The Fair Digital News Bargaining Bill attempts to address this muddle by giving news media, in effect, an intellectual property right to their stories. Or rather, to extend existing their property rights. After all, both NZME and Stuff pay overseas news providers for the stories they republish.

Social media does not always republish the full story. Sometimes it is just the headlines which also cites the news site where the story sits. The effect of the proposed legislation is to make it clear that this infringes a property right of the news provider who is entitled to charge for that use. (The bill covers only particular sites; essentially news providers but not blogs. I suppose that others, in principle, could be covered by the proposed provisions – such as when this column cites a news site – but this is not the intention of the bill.)

How to enforce the new property rights? I suppose it could have been left to the courts but New Zealand has followed other jurisdictions, such as Australia, Britain, Canada and France, which have an arbitration process. Yes, it is clumsy and expensive – but it is likely to be less clumsy and less expensive than litigation. (Providing an alternative to expensive litigation is not new; small claims courts are another example.)

How has social media responded in these other jurisdictions? Google seems to have decided to accept the arrangement, paying large sums to the news providers. Canadian ones receive CD $100m annually (about NZ$15m on a per capital basis), perhaps t percent to the news providers’ advertising revenue. Presumably, the commercial judgement is that without the news sites the search engine would be crippled and people would go to others. The additional revenue will, one assumes, go into more news coverage; Google’s customers will be among the beneficiaries.

On the other hand, Canadian Meta has abandoned providing news from Canadian news sites so it pays nothing. Presumably its commercial judgement is that it will not lose a lot of custom as a result. Presumably too, the Canadian news providers have judged that it makes little difference to them if they don’t get referrals from Meta. On the other hand French Meta – it was Facebook then – not only agreed to pay up but agreed to provide news in French.
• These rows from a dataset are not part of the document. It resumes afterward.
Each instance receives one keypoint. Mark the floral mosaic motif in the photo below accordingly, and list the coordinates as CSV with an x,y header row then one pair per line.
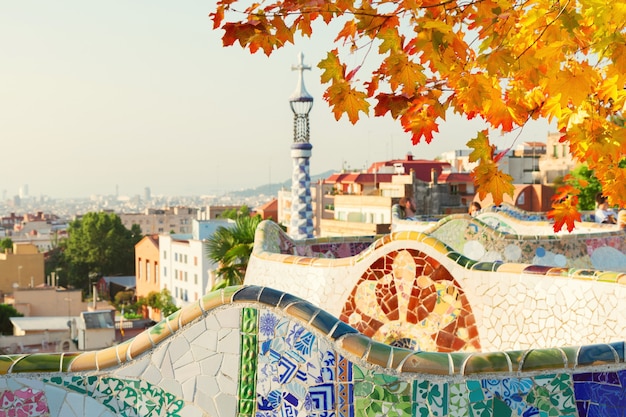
x,y
300,373
123,396
23,402
333,250
408,299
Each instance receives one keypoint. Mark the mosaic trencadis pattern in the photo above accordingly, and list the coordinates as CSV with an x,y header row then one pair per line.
x,y
493,240
302,374
255,351
408,299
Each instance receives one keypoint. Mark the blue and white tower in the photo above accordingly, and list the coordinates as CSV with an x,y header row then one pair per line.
x,y
301,102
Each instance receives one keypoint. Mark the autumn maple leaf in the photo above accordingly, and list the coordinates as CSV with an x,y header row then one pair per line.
x,y
490,180
482,149
565,212
345,99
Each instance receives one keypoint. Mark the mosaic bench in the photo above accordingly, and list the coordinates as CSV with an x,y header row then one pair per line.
x,y
258,352
410,289
494,236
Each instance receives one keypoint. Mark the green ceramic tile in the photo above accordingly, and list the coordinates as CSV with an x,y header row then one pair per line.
x,y
487,362
596,354
544,359
248,360
428,362
516,357
458,360
38,362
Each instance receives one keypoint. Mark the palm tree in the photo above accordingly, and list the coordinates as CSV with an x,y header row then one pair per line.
x,y
230,248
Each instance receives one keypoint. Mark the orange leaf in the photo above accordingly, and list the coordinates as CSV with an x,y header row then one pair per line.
x,y
565,213
333,69
482,149
391,103
345,99
421,123
490,180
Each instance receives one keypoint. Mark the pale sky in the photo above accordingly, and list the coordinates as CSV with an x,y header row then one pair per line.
x,y
142,94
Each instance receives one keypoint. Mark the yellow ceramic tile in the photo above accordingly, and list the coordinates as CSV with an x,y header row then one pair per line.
x,y
85,362
122,351
512,267
140,344
105,358
190,313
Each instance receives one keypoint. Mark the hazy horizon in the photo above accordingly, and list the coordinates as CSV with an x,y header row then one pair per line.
x,y
142,94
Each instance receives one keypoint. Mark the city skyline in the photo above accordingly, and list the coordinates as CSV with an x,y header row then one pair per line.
x,y
143,94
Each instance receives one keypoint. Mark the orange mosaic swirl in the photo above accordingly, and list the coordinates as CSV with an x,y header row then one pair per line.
x,y
408,299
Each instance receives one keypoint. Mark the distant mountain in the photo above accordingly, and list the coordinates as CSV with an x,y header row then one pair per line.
x,y
272,189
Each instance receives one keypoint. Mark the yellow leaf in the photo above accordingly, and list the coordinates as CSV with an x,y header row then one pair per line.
x,y
482,149
345,99
333,70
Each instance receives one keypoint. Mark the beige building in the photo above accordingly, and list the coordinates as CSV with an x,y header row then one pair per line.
x,y
147,269
45,301
21,267
557,162
177,220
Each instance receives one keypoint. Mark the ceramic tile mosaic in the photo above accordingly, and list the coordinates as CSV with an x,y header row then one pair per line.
x,y
456,303
408,299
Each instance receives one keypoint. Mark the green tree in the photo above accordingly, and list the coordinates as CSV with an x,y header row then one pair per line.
x,y
583,179
231,247
6,312
99,243
233,214
162,301
503,64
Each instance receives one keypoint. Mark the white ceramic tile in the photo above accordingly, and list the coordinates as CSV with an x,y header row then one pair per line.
x,y
178,347
186,372
76,403
226,405
190,411
172,386
152,374
229,341
230,318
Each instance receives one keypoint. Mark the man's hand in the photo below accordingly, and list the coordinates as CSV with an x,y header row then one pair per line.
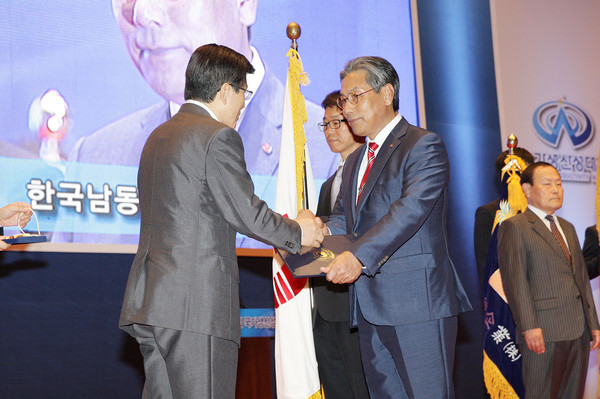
x,y
312,228
345,268
595,340
17,210
535,340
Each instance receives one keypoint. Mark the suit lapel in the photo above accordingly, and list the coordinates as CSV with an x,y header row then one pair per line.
x,y
391,143
539,227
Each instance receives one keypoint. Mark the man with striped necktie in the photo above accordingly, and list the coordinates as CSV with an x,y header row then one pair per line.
x,y
548,290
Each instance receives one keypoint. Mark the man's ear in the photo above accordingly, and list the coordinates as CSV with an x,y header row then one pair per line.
x,y
224,93
248,11
388,93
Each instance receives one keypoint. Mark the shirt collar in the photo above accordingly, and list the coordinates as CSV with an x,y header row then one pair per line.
x,y
385,132
204,106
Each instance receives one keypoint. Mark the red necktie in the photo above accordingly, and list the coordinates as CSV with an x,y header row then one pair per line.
x,y
558,237
372,147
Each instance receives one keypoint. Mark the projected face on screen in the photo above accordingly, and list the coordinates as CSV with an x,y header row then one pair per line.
x,y
162,35
120,70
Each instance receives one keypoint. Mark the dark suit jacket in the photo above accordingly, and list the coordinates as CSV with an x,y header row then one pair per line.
x,y
400,223
590,252
195,194
484,221
543,289
331,300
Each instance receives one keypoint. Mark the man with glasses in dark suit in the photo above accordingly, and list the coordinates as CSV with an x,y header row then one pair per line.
x,y
336,343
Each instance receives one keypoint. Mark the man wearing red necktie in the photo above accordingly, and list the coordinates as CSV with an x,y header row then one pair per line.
x,y
405,293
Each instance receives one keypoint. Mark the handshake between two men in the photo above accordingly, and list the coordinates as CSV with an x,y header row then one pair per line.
x,y
345,268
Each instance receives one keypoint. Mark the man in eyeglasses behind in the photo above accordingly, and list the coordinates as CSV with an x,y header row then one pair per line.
x,y
336,345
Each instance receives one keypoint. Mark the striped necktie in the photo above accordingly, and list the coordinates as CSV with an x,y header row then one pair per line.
x,y
372,147
558,237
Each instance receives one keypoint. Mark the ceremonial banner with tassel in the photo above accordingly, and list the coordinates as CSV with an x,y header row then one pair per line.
x,y
295,360
598,229
501,357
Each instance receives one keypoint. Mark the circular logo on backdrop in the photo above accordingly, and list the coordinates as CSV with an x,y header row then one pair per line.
x,y
554,119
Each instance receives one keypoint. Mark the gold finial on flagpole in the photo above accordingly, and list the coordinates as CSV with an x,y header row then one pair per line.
x,y
512,143
293,31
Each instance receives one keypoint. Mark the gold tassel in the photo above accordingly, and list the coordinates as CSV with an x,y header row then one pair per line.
x,y
297,77
317,395
497,386
517,201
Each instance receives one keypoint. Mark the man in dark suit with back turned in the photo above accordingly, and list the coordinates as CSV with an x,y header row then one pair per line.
x,y
182,301
336,344
548,290
406,292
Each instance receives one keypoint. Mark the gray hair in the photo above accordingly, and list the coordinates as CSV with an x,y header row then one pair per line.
x,y
379,73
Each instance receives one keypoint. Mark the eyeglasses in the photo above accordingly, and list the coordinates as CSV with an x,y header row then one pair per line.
x,y
351,98
332,124
247,93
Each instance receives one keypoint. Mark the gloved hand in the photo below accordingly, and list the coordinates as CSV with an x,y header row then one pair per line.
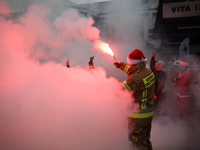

The Fair Digital News Bargaining Bill is at the select committee stage. It was introduced by the Hipkins Labour Government, but the Coalition Government has decided to proceed with it. (Despite, to my surprise, objections from some neoliberals who, I would have thought, would have welcomed improved enforcement of intellectual property rights.) When Parliament passes the bill, a step will be taken to making our news media more financially secure. Even so, its prospects remain fragile.